Les officiers sont autorisés à prendre 30 kg de bagages, les sous-officiers et leurs soldats 15 kg. Les bagages doivent être transportés par des porteurs noirs ou par les véhicules de l’escorte française.

Le premier transport démarre le 23 septembre 1914 et le deuxième, dont je fais partie, le 25. Le chemin suit une route récemment ouverte qui commence à Save et se termine au Niger. On marche de nuit à la manière des troupes coloniales françaises, c’est à dire 50 minutes de marche, 10 minutes de repos. La distance entre chaque étape est de 20 à 30 km.
Les nuits sont très obscures à cette époque de l’année. Une lanterne pendant au fusil d’un tirailleur sénégalais qui marche en avant avec sept autres Noirs nous montre la route. Huit autres tirailleurs sénégalais ferment la marche de ce défilé de misère qui se tire en longueur, généralement le matin, car beaucoup d’hommes étaient fatigués, malades, avaient de grandes difficultés à marcher ou n’avaient pas l’habitude de marcher. A l’étape, le médecin français leur dit avec froideur : « doit marcher, un peu », c’est à dire tant que ceux qui sont en bonne santé. Les chaussures de beaucoup d’entre eux sont indescriptibles. Certains portent de simples bottes de route, d’autres devaient marcher avec des bottes légères en toile anti-moustique, et, à côté de moi, un assesseur portait même des bottines vernies. L’eau potable n’est ni bouillie, ni filtrée car il n’y a pas de filtres. A la première étape les assoiffés burent de l’eau argileuse dans laquelle nageaient des larves de moustiques et des têtards. A chaque bivouac on abat un bouvillon qui vaut ici 30 à 40 Fr. et qui est cuit dans deux marmites véhiculées en avance à la prochaine étape par le « cuistot » noir. Les indigènes qui veulent nous vendre des poulets, des œufs ou des fruits sont chassés et souvent battus par les tirailleurs sénégalais.

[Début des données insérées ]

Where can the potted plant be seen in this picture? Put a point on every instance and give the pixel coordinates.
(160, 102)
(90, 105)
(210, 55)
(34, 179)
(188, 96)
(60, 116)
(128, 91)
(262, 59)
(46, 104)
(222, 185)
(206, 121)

L’ensemble du transport est dirigé par le capitaine français Gastin qui avait aussi participé à la bataille de Chra et à la conquête du Togo. Après trois marches de nuit qui mettaient en évidence la cruauté et l’inhumanité de toute cette opération, il me dit : « J’aurais préféré être tué à Chra au Togo plutôt que d’être chargé de cette misérable mission de vous conduire au Niger ». A notre demande insistante, par message télégraphique, il explicita une nouvelle fois à sa hiérarchie l’absurdité, l’inhumanité et l’impossibilité de cette tâche. Et le résultat ? Il est remplacé à Parakou. C’est le capitaine Bosch qui continue le travail de bourreau. « Vers le Niger, coûte que coûte » est de nouveau l’ordre de Dakar.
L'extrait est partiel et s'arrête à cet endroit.